China is also the world's largest market for automobiles, and has been for the last nine years in a row. Last year, the country produced over 29 million vehicles and sold over 28.9 million. The Financial Times reports that for most multinational auto enterprises, at least one-fourth, and sometimes more than half of their profits come from the Chinese market. And starting July 1, China lowered import tariffs on vehicles and auto parts, in a move aiming to meet domestic demand and at the same time providing a greater opportunity for foreign enterprises to expand into China.
On top of its sheer purchasing power, China's sound economic fundamentals, relatively complete industrial chain, improving business environment, and strategies for innovation continue to make China an attractive destination for international investment. In the first half of this year, China's economy grew 6.8 percent over the same period last year, and quarterly growth has remained between 6.7 to 6.9 percent for 12 straight quarters.
As the only country active in all sectors categorized in the UN's International Standard Industrial Classification of All Economic Activities, China offers investment opportunities across a wide range of industries. And it has been granting market access to more and more foreign companies. In late June, the government released a new edition of the "measures for admittance of foreign investments" better known as the investments negative list. The revised list removed many restrictions in sectors such as finance, infrastructure, transportation, culture, automobiles, ships, airplanes, agriculture, energy, and resources industries. Nearly a quarter of the restrictions in these sectors were removed or loosened. This helps to explain why the American Chamber of Commerce in China reports that 74 percent of its members have plans to expand in China – the highest rate in recent years.

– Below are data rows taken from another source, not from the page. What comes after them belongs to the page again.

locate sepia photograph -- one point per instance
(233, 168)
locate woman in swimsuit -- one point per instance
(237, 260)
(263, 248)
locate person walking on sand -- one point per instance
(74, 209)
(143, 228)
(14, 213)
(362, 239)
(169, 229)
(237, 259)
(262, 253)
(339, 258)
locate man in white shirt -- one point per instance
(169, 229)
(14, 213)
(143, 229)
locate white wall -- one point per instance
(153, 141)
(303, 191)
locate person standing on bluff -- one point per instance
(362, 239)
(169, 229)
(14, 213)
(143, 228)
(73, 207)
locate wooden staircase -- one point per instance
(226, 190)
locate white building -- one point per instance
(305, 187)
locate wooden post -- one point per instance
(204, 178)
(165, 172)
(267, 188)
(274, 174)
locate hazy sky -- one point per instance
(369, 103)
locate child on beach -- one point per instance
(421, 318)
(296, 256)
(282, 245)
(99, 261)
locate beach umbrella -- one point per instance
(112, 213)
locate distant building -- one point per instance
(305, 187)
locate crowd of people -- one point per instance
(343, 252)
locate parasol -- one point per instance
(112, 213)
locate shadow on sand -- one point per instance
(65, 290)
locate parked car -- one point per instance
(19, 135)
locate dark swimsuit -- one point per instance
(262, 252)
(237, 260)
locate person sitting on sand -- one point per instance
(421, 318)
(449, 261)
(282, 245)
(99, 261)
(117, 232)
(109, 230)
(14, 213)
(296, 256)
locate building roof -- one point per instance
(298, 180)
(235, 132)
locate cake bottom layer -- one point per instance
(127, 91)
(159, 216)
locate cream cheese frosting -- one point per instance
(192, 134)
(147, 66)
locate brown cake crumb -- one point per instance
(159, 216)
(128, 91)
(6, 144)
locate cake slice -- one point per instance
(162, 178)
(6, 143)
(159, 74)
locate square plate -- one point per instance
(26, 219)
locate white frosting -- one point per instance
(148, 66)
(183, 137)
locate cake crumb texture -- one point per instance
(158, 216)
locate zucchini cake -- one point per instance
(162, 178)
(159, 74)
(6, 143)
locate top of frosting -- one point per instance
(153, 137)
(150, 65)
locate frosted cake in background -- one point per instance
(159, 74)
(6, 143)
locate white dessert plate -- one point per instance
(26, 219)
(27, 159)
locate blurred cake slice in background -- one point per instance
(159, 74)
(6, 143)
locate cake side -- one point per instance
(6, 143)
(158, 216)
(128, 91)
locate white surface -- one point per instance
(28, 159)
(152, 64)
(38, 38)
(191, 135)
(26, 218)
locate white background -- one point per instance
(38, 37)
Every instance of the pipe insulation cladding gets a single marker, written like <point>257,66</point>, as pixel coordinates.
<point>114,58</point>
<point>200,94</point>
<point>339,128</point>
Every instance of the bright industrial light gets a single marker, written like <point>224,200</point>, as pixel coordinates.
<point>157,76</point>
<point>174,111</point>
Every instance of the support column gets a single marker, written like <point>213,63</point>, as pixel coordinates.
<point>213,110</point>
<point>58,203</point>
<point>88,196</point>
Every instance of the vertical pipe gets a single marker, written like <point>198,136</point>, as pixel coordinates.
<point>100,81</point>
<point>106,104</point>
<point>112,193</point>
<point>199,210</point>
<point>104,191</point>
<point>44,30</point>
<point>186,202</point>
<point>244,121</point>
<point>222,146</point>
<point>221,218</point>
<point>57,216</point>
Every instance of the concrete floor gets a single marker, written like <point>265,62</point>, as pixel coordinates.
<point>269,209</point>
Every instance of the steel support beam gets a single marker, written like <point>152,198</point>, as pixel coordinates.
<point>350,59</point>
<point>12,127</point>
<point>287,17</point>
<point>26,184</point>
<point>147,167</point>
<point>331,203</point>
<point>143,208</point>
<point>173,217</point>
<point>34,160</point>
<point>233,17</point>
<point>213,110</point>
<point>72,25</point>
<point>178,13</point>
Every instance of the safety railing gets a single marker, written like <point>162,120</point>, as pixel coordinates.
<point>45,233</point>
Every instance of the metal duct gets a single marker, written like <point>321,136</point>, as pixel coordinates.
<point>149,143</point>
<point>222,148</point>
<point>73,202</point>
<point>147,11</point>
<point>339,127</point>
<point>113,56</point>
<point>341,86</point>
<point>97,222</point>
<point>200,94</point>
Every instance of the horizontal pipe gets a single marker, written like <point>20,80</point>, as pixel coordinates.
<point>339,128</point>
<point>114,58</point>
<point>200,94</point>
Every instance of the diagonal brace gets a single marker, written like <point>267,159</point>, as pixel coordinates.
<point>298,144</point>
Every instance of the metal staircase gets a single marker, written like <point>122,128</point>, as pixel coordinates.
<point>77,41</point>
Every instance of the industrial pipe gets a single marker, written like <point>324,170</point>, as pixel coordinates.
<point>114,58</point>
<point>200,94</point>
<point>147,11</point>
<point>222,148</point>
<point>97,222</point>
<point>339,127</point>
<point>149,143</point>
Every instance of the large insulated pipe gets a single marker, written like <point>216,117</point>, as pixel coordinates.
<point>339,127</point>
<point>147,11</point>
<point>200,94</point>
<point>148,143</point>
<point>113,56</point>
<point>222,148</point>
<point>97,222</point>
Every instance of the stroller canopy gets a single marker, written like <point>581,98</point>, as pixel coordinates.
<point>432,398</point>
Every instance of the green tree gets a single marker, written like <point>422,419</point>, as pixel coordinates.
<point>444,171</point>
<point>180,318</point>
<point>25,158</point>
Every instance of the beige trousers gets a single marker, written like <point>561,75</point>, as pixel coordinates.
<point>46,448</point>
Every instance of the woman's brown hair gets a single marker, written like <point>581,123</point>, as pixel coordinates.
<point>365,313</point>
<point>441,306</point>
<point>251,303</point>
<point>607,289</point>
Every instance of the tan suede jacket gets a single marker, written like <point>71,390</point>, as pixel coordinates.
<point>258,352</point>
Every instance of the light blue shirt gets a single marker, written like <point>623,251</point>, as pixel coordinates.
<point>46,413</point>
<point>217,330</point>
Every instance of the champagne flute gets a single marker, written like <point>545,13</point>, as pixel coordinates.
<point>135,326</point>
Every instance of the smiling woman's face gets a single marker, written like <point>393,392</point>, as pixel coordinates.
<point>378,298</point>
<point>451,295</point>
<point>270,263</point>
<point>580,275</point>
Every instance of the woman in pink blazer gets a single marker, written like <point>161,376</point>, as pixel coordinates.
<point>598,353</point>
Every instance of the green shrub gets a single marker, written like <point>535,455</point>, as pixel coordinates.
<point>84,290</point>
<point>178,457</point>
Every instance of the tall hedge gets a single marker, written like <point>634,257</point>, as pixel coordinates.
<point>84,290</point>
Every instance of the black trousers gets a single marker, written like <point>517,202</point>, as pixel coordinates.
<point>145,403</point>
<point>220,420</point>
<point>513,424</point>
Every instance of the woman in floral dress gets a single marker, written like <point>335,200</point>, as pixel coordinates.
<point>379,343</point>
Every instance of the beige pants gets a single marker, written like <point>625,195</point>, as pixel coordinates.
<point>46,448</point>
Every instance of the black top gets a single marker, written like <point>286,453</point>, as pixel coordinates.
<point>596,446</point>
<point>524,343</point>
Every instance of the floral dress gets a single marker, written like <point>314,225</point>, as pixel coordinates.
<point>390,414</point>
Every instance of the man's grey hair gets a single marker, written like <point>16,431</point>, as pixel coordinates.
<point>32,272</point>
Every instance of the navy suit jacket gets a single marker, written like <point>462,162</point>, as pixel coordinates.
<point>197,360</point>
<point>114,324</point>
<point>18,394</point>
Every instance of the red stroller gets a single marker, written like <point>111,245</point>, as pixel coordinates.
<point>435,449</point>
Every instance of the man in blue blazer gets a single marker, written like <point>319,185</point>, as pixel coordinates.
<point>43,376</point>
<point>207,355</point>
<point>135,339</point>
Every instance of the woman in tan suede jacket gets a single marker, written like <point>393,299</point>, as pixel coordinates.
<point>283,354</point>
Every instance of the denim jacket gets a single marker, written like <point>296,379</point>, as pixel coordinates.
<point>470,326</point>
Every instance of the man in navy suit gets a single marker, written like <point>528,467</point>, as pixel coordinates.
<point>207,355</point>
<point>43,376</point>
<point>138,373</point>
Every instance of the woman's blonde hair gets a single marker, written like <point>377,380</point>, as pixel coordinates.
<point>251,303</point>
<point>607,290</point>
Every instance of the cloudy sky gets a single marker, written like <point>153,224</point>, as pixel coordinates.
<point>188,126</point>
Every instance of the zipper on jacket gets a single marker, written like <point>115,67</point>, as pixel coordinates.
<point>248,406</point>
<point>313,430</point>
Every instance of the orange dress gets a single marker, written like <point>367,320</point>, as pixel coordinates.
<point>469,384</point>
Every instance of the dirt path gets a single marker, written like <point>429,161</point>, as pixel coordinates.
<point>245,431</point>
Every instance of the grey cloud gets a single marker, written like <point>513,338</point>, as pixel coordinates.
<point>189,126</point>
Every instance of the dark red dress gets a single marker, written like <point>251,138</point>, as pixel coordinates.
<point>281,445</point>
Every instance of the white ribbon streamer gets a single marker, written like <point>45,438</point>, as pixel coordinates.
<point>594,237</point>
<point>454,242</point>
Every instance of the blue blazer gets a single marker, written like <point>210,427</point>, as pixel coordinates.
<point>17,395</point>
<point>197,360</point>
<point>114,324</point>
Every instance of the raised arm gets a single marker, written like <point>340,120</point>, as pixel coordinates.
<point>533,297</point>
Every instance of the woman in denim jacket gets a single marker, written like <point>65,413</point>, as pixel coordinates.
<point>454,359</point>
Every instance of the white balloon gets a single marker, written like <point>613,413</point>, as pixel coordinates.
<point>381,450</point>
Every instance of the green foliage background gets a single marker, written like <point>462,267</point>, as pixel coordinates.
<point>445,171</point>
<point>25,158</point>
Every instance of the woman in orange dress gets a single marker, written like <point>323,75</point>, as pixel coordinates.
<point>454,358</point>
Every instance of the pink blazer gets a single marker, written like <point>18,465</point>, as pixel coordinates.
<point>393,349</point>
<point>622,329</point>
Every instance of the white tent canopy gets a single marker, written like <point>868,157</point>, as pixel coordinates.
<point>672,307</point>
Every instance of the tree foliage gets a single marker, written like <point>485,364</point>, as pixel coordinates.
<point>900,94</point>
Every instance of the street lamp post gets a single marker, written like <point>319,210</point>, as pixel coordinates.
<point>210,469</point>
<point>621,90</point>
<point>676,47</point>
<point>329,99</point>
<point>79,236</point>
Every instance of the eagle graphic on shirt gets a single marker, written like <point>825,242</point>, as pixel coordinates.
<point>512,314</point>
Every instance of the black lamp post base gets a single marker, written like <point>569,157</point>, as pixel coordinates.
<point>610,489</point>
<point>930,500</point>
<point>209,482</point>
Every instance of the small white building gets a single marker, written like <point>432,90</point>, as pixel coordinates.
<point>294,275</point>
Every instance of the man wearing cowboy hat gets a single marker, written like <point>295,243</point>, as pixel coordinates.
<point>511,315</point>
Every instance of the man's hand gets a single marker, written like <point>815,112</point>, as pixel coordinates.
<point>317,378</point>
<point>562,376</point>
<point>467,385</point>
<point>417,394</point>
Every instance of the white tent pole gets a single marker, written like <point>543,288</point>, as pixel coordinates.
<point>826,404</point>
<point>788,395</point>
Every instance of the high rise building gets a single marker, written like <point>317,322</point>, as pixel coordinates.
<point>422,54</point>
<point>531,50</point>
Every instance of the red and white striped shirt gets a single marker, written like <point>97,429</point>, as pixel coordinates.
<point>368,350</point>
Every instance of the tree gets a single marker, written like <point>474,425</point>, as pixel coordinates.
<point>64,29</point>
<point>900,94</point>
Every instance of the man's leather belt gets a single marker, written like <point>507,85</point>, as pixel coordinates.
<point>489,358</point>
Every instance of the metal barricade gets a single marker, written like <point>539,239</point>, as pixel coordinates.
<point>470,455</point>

China also ranks second in the world in terms of the number of innovative enterprises, and for the first time has reached the top 20 on the World Intellectual Property Organization's global innovation index. With China's continuing efforts in areas such as clean energy, electric vehicles, and artificial intelligence, foreign companies will find their best opportunities in China.
Forty years after China initiated the policy of reform and opening up and on top of a new set of measures on further opening President Xi Jinping announced at the Bo'ao Forum for Asia in April, he further pledged at the recent BRICS Business Forum that China will continue to work on building a more attractive environment for investment, by strengthening the protection of intellectual property rights and pushing to expand imports. President Xi also said that China will continue to pursue the Belt and Road Initiative to create new opportunities of social and economic development, and in doing so help participating countries to implement the United Nations 2030 Agenda for Sustainable Development.
According to the plan that President Xi announced at Davos last year, China will, from 2017 through 2021, import 8 trillion U.S. dollars worth of products and receive 600 billion dollars of investment, while at the same time investing 750 billion overseas. The world will also see more than 700 million Chinese people travel abroad, giving a boost to local economies around the world. And while the inaugural China International Import Expo in Shanghai in November will provide direct access to China's consumer market, it will also help to make China an indispensable destination for foreign investment.